(RSF/IFEX) – RSF has criticised South Korea for blocking access to about 30 North Korean propaganda websites. The organisation appealed for the week-old ban to be lifted in the name of free expression. But RSF called strong North Korean protests against the move hypocritical, since the Pyongyang regime forbids ordinary people from using the Internet […]
(RSF/IFEX) – RSF has criticised South Korea for blocking access to about 30 North Korean propaganda websites. The organisation appealed for the week-old ban to be lifted in the name of free expression. But RSF called strong North Korean protests against the move hypocritical, since the Pyongyang regime forbids ordinary people from using the Internet at all.
“The ban by the South is unacceptable but we call on the North to show the same tolerance it is demanding of the South and allow its citizens free access to the Internet.”
South Korean Telecommunications Minister Chung Dae-soon said the website blocking had been approved by an ethics committee under the National Security Law, which forbids the distribution of material supporting Pyongyang.

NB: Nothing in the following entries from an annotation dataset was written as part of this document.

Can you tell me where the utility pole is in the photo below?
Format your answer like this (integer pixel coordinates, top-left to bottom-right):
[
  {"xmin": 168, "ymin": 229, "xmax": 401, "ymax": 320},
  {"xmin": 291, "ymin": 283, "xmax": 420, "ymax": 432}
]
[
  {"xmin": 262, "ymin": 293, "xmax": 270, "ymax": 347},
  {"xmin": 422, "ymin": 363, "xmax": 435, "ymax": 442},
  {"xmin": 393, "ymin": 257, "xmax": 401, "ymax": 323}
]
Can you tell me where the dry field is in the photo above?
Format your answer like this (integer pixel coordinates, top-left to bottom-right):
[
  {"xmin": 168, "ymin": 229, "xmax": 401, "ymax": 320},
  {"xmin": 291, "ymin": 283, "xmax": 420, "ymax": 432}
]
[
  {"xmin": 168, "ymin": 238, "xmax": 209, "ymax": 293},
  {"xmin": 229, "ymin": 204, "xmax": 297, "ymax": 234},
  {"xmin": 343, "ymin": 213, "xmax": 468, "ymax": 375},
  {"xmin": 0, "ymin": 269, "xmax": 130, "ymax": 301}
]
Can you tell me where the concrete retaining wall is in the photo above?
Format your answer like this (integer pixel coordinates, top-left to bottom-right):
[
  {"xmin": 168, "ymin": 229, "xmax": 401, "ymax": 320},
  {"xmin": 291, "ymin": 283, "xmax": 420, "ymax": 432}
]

The law has been used routinely to jail Communist journalists since its passage in 1948. Among the banned websites is that of the Kim Il-sung University (http://www.ournation-school.com).
The minister’s statement clashed with South Korean President Roh Moo-huyn’s recent declared intention to repeal the National Security Law.
The North Korean Telecommunications Ministry called the blocking “unprecedented fascist suppression [that is] quite contrary to the requirements of the information technology age.”
RSF noted that such remarks were ironic coming from one of the world’s harshest regimes where press freedom is concerned. North Korea does not permit any independent media and only a handful of privileged people in the country are allowed to use the Internet.